In short, the budget desperately needs defensible space.

Forest managers are worried that climate change and the maintenance backlog have created a new reality, in which wildfires become more frequent and more intense. Last fall, the U.S. Agriculture Department reported that 65 million acres of federal land still needed restoration work, but the Forest Service was “severely constrained” by the current funding system.

Two members of the Senate Energy Committee, Sens. Maria Cantwell, D-Wash., and Lisa Murkowski, R-Alaska, the committee chair, have been working on legislation for the past few years, and now they’re being joined by Sens. Jim Risch and Mike Crapo, both Idaho Republicans, and Ron Wyden, an Oregon Democrat.

At a news conference Monday in Boise, Risch, Crapo and Wyden noted that only 1 percent of wildfires turn catastrophic but these big fires burn through 30 percent of the Forest Service’s firefighting budget.

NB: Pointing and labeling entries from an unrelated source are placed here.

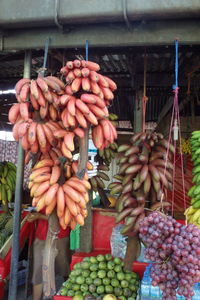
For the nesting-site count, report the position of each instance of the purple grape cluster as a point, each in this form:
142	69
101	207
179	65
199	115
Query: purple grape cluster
175	249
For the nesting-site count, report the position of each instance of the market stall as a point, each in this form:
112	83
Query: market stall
111	147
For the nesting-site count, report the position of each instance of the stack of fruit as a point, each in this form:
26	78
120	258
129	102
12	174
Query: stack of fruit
7	181
193	212
145	173
101	275
175	249
57	186
49	120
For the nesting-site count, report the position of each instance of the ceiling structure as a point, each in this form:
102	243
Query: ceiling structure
126	67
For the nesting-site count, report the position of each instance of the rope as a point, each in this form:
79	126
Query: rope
86	50
175	119
144	98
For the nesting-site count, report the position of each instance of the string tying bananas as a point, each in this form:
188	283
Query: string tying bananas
141	177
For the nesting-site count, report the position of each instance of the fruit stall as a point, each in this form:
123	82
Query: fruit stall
102	107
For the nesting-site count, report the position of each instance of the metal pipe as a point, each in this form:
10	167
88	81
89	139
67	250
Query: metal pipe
18	197
37	13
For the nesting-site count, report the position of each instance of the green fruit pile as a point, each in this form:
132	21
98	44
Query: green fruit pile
101	275
7	181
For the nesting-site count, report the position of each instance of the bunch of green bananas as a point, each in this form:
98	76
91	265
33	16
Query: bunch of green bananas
110	152
7	181
193	216
194	191
97	181
185	146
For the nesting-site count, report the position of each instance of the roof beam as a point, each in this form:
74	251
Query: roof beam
148	33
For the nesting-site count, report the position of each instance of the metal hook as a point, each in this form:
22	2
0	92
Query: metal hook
128	24
56	15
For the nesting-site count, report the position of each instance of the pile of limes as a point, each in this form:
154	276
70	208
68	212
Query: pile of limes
101	275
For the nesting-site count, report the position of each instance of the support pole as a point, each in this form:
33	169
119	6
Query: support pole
133	243
18	198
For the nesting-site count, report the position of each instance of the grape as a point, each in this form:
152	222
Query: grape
175	249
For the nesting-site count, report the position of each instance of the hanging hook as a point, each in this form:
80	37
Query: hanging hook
56	15
42	70
128	24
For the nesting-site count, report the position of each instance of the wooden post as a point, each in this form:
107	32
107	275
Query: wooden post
86	230
133	243
50	253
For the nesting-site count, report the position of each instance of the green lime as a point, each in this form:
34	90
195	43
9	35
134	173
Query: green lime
73	273
73	279
93	274
102	265
97	281
95	295
93	260
110	265
88	280
85	265
134	275
132	281
134	295
85	273
100	289
76	287
78	297
101	274
77	272
94	267
80	280
109	289
108	257
78	293
100	257
111	274
124	284
63	292
133	288
118	291
117	261
92	288
84	287
70	293
120	276
106	281
128	276
118	268
115	282
67	284
127	292
87	258
77	266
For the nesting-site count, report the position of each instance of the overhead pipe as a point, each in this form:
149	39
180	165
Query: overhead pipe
18	200
17	14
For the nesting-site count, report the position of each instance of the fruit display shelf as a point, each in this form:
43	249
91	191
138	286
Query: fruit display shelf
27	231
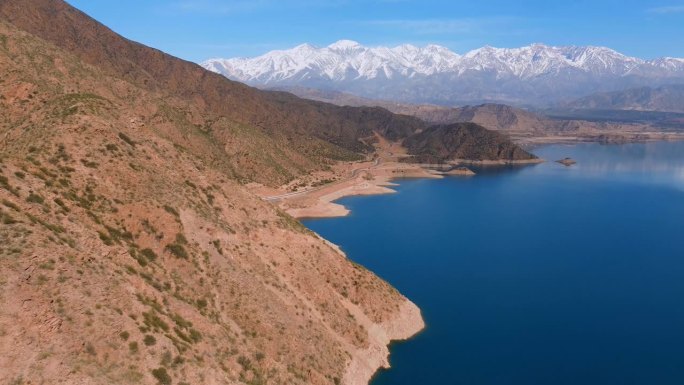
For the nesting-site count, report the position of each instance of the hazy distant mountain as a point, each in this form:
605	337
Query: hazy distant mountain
536	74
669	98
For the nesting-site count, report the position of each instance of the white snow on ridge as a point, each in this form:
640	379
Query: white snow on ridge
348	60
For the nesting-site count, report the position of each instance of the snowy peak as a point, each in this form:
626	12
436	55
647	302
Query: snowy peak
435	74
345	46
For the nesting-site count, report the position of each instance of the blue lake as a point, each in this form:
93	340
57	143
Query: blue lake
538	275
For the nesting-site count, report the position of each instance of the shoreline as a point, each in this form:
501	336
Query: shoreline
321	202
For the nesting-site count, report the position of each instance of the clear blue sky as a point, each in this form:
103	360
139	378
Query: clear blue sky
200	29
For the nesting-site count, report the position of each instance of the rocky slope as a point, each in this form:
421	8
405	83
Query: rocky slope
519	124
129	252
443	143
536	74
667	98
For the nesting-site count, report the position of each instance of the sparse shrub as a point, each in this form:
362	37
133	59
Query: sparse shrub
126	139
180	239
177	250
171	210
149	340
202	303
133	347
35	198
162	376
149	254
105	238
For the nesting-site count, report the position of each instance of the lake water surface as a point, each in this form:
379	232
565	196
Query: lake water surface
539	275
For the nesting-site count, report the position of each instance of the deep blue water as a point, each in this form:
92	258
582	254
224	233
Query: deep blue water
540	275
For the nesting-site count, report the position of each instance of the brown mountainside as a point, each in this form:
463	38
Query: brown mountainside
317	131
465	141
129	254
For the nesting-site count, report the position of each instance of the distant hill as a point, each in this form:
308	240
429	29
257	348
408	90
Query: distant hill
667	98
442	143
130	250
519	124
538	74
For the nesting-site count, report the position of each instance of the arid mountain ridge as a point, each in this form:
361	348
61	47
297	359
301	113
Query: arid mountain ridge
307	133
537	75
131	252
524	126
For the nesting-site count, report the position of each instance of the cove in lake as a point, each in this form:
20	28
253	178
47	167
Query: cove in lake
537	275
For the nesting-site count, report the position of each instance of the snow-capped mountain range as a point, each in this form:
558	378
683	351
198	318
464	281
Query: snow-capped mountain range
535	74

The problem has been persuading politicians elsewhere that Western wildfires are tantamount to the natural disasters they face. They don’t seem to realize that federal lands cover about 60 percent of Idaho and 30 percent of Washington state.

But in a political coup, they’ve persuaded Sen. Charles Schumer, D-N.Y., to sign up. Sen. Wyden explained that increased firefighting has hurt efforts in New York state to stymie infestations of ash beetles, which are killing trees needed for New York’s baseball bat industry.

“We’ve got some new allies,” Wyden said. “They don’t want the Forest Service to become the Fire Service, and that’s where we’re headed at this point.”

Hopefully, more members of Congress will go to bat for the Forest Service by allowing it to tap emergency funds outside its budget for natural disasters.

This, in turn, would leave the agency with more money to prevent fires in the first place and to restore forest health.